Lorsque les nœuds d'un réseau intelligent sont tous reliés les uns aux autres, soit l'ensemble de l'infrastructure résiste, soit au contraire une panne peut se généraliser à tout le réseau.

Le smart grid interconnecté n'est pas forcément le plus solide

 

Pour éviter qu’un simple dysfonctionnement, survenu à l’intérieur d’un réseau électrique dit intelligent (smart grid), ne provoque une panne généralisée de l’infrastructure, il ne suffit pas de multiplier les nœuds, constatent dans une étude deux chercheurs de l’université de l’Illinois. Ce qui fait, selon eux, que les fournisseurs de réseau n'ont pas forcément intérêt à privilégier des infrastructures interconnectées. Pour parvenir à ces conclusions, les scientifiques ont conçu des modèles mathématiques permettant d’analyser le comportement d’une infrastructure lorsque certains éléments se mettent à dégénérer. En émettant l’hypothèse qu'un réseau comprend un nombre très important – voire infini – de nœuds, ils démontrent en effet que celui-ci n’est pas à l’abri d’une faillite globale du système.

Une cascade de dysfonctionnements

Les auteurs du rapport notent que les pannes à grande échelle sont souvent le résultat de défaillances de certains éléments du réseau électrique (relais, disjoncteurs, transformateurs, etc.). Cela par un effet de cascade. "A partir du moment où certains de ces éléments ne fonctionnent plus comme prévu, ils imposent des contraintes supérieures à d’autres composants de l’infrastructure, engendrant une cascade de dysfonctionnements", expliquent les chercheurs.

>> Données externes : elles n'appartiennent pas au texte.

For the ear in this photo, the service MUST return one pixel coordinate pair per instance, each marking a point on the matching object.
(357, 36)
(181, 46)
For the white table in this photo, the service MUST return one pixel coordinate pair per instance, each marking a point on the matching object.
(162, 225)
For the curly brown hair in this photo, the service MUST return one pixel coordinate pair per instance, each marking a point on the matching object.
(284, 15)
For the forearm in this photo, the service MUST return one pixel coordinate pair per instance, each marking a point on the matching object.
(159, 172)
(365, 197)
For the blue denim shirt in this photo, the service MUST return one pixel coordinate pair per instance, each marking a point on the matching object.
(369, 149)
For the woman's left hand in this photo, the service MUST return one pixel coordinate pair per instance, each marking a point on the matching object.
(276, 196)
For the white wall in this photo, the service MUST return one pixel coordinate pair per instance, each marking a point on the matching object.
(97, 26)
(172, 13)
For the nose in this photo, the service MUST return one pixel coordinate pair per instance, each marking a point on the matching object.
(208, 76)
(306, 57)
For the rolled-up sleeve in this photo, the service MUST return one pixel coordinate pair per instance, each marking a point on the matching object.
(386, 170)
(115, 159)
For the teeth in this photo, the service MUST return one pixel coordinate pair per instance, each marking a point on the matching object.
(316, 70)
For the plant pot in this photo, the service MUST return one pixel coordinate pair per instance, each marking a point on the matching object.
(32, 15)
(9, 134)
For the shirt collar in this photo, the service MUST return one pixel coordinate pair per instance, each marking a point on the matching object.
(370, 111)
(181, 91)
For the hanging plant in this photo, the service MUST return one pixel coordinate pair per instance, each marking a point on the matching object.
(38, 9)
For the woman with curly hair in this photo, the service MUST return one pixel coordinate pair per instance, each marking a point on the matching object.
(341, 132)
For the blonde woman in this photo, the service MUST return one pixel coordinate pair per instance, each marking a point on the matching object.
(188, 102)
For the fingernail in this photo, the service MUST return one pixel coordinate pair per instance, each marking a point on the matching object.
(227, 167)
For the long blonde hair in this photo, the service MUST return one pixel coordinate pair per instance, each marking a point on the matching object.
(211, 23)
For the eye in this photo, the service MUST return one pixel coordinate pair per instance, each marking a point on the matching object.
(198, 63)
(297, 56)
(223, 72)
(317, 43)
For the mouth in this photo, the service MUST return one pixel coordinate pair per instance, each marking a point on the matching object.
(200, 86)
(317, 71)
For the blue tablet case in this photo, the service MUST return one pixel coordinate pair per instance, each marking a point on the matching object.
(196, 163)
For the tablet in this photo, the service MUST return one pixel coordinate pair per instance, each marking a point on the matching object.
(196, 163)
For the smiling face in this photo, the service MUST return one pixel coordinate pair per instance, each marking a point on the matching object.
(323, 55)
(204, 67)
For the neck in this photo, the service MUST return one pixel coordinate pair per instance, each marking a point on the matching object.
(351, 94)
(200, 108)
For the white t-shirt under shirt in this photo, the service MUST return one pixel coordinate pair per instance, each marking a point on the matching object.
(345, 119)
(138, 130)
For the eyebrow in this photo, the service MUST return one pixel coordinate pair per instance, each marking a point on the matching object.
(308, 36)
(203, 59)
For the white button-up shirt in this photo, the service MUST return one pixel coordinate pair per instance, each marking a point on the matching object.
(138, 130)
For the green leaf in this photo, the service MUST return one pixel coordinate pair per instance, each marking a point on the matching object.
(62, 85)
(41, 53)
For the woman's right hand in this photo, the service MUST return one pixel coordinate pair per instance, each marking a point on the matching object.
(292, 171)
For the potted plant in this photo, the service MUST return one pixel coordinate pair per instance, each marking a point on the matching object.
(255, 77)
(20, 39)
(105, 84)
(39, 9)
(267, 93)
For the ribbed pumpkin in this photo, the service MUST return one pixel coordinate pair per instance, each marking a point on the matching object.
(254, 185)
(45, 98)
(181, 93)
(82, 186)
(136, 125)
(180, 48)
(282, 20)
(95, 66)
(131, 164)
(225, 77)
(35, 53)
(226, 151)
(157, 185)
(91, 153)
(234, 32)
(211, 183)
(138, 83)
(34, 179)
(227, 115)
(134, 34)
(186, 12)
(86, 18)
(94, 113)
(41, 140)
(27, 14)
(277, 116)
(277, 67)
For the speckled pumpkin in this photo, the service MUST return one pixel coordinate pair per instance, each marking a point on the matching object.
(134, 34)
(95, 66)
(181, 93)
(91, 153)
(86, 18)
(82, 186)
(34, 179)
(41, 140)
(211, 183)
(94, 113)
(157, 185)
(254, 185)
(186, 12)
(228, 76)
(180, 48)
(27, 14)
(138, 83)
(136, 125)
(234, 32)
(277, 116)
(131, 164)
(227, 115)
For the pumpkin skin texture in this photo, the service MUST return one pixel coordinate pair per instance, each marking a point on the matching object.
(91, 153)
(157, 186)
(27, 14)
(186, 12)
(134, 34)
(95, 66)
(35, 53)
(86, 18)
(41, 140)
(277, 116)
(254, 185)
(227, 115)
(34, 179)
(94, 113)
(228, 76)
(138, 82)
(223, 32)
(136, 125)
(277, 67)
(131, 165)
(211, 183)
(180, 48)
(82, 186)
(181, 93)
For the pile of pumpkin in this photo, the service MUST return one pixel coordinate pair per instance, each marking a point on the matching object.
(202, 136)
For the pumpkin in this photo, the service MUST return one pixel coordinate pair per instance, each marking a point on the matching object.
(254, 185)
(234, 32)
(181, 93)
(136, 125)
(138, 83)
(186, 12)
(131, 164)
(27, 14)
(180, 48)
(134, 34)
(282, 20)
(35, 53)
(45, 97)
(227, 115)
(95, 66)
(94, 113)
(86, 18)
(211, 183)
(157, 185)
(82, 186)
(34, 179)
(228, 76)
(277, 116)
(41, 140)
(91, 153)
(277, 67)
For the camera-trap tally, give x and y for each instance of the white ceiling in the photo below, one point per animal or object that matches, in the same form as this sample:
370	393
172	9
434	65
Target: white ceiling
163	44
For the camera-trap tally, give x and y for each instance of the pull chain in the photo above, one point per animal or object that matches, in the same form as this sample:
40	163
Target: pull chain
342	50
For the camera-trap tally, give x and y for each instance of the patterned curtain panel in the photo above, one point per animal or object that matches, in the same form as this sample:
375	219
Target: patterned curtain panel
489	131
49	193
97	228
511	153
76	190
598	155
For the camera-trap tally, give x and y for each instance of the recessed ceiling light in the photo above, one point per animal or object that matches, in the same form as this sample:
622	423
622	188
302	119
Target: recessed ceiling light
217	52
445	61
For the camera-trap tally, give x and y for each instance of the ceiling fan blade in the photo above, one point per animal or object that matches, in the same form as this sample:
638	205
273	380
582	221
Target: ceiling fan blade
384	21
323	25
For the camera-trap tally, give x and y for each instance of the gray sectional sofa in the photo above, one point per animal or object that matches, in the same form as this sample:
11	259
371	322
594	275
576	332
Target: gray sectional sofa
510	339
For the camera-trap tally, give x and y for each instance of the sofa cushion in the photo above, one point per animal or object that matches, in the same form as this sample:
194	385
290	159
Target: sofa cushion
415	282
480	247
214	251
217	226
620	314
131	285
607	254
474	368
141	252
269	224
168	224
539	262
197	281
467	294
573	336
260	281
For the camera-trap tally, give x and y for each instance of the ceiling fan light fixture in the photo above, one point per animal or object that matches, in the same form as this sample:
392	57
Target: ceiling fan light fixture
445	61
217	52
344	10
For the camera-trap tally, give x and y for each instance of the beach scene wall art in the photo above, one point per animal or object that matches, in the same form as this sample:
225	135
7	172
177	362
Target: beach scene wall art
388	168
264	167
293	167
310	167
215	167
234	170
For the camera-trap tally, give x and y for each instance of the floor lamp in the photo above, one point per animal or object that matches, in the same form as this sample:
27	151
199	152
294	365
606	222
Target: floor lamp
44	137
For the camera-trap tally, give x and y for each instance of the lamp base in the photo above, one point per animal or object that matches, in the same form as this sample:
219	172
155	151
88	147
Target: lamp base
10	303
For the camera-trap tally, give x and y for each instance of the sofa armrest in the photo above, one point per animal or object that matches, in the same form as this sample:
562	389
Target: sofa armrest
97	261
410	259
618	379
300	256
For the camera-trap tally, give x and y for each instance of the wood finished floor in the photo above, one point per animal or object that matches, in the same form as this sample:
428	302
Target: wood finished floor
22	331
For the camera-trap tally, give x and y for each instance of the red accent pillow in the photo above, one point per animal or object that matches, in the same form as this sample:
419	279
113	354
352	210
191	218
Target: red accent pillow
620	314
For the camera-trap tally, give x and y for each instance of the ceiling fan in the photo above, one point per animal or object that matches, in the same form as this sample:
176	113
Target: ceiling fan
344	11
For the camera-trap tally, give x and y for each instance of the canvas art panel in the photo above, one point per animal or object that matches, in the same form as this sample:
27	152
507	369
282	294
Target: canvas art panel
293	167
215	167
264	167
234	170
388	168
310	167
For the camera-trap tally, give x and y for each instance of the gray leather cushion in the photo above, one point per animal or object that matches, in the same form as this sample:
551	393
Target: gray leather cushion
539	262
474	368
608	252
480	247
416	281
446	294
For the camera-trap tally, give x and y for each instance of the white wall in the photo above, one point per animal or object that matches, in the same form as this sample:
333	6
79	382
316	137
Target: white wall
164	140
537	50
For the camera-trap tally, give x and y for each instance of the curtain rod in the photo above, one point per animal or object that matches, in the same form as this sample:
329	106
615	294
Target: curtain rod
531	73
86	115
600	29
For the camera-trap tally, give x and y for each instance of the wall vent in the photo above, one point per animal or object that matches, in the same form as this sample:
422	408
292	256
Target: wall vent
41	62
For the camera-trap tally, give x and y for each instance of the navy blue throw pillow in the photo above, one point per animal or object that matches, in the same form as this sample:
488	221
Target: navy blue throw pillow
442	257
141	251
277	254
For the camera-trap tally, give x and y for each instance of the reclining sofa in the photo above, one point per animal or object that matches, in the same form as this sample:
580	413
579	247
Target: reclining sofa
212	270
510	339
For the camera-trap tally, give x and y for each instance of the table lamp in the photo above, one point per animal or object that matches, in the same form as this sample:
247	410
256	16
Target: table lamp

A partir d’un certain seuil, dit "critique", le réseau tout entier finit systématiquement par être touché. En clair, lorsque le nombre d’éléments défaillants dépasse cette limite, la catastrophe se généralise à l’ensemble de l’infrastructure. "Dans le cas où les nœuds du réseau sont interconnectés, soit tout l’environnement échappe à la perturbation, soit il la subit entièrement", précisent les scientifiques.

L’intérêt de l’utilisateur final diffère de celui du fournisseur

A l'inverse, si le réseau est moins dense, c’est-à-dire si les éléments de l’infrastructure sont moins connectés les uns aux autres, seules certaines régions sont touchées. Mais le risque pour qu’elles le soient est plus grand. Ainsi, du point de vue de l’utilisateur final, les infrastructures les plus interconnectées sont les plus souhaitables, dans la mesure où les pannes sont moins fréquentes - tant que le seuil n’est pas franchi, l’état du réseau tout entier est préservé. En revanche, du point de vue de l’entreprise qui fournit cette infrastructure et maintient son fonctionnement, développer ce type de réseau revient à prendre le risque d’une panne généralisée, beaucoup plus coûteuse à réparer : remplacer chacun des éléments défectueux, pour relancer le circuit, étant clairement plus complexe que de gérer la panne d’une partie du réseau.